Given these challenges, it is essential to take a data-driven approach using machine learning to extract valuable information and present it in a user-friendly way.
The latest DTM modules leverage machine learning (ML) and natural language processing (NLP) to analyse and extract actionable patterns continuously from millions of documents each day. This empowers DTM customers to craft custom monitoring rules to expeditiously identify content that matters most to their organisation.
DTM is underpinned by seven conditionally gated machine learning models that have been implemented, evaluated and deployed to production. Together, these form an end-to-end, cloud-based NLP pipeline that enriches ingested documents with entity extractions and classifications.
This makes it convenient for customers to query proprietary data stores and customise alerts to what they care about most. From a technical point of view, this architecture also derives immediate benefits in terms of being able to:
- Measurably reduce false positives and improve the quality of dispositioned alerts
- Scale horizontally to handle arbitrarily increases in document volume
- Quickly capture any errors or feedback received to allow us to iterate rapidly
- Expose entities and classifications produced by individual models to populate global views and historical trends.
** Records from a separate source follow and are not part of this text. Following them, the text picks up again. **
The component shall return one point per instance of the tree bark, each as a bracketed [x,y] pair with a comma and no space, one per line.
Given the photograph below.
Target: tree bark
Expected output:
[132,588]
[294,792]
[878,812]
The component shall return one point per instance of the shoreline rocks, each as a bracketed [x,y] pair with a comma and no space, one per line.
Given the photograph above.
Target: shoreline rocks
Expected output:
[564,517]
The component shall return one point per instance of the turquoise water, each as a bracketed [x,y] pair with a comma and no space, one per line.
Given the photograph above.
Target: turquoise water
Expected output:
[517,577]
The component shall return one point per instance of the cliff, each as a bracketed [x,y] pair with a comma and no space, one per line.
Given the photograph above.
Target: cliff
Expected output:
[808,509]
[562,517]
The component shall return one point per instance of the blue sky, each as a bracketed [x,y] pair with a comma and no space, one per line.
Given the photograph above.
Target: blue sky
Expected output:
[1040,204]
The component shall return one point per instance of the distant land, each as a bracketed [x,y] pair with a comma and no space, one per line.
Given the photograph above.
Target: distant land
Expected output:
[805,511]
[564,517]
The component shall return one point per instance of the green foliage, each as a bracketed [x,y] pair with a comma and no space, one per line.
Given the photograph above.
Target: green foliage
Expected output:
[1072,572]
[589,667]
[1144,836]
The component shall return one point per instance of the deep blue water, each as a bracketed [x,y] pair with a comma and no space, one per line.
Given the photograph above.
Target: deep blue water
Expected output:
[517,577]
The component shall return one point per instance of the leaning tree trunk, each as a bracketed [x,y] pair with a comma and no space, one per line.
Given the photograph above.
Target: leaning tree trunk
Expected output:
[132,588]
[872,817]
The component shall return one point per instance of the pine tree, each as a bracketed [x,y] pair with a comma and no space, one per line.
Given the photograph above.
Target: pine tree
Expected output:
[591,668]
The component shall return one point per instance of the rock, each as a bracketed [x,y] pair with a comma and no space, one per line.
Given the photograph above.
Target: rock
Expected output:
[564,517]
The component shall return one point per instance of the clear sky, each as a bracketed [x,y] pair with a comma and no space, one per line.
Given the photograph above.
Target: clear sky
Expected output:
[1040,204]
Advanced neural network-based NLP techniques have been integrated in developing the individual machine learning models that make up the pipeline. State-of-the-art transformer neural networks have been applied to security tasks like detecting social media information operations, malicious URLs, and even malware binaries.
Transformers learn context in parallel by tracking long-distance relationships among sequential data, like words in a document, beating out the previous generation of models that inefficiently processed words within a limited window and produced more errors when related words occurred far away from each other.
Additionally, a novel semi-supervised topic classifier combines subject matter expert knowledge with a data-driven ML approach to identify high-level threat topics within each document. High levels of accuracy and noise reduction have been achieved by utilising Transformer models and topic modelling.
High levels of accuracy resulting from the pipelines' machine learning models translate into improved experiences for customers using DTM. When entity types are extracted from ingested documents, organisations looking for supply chain vulnerabilities affecting Apple products do not need to scroll past noisy documents mentioning apple pie recipes.
Entities help customers to cut through the noise present within large volumes of documents. The most advanced pipeline currently supports over 40 distinct entity types with more planned in the future, giving customers access to a rich set of accurately detected entities for crafting the most precise monitors to be alerted to the most relevant information.
Finally, machine learning simplifies the creation of monitors by empowering customers to filter documents by high level topics. Documents flowing through the NLP analysis pipeline are tagged with up to 40 industry or threat topic labels, allowing customers to tailor alerts they receive to common threats and categorised security-related content, or to those pertaining specifically to their industry vertical.
Topics give DTM customers another way to refine their alerts beyond simple keyword matching, meaning that incoming documents pertaining to life hacks or growth hacking get filtered away when specifying a monitor condition in which documents must be associated with the information-security/compromised topic.
DTM has undergone thorough rigorous internal evaluation so users can be confident that the entities and classifications that from which monitors are built, reflecting state-of-the-art NLP and threat intelligence capabilities.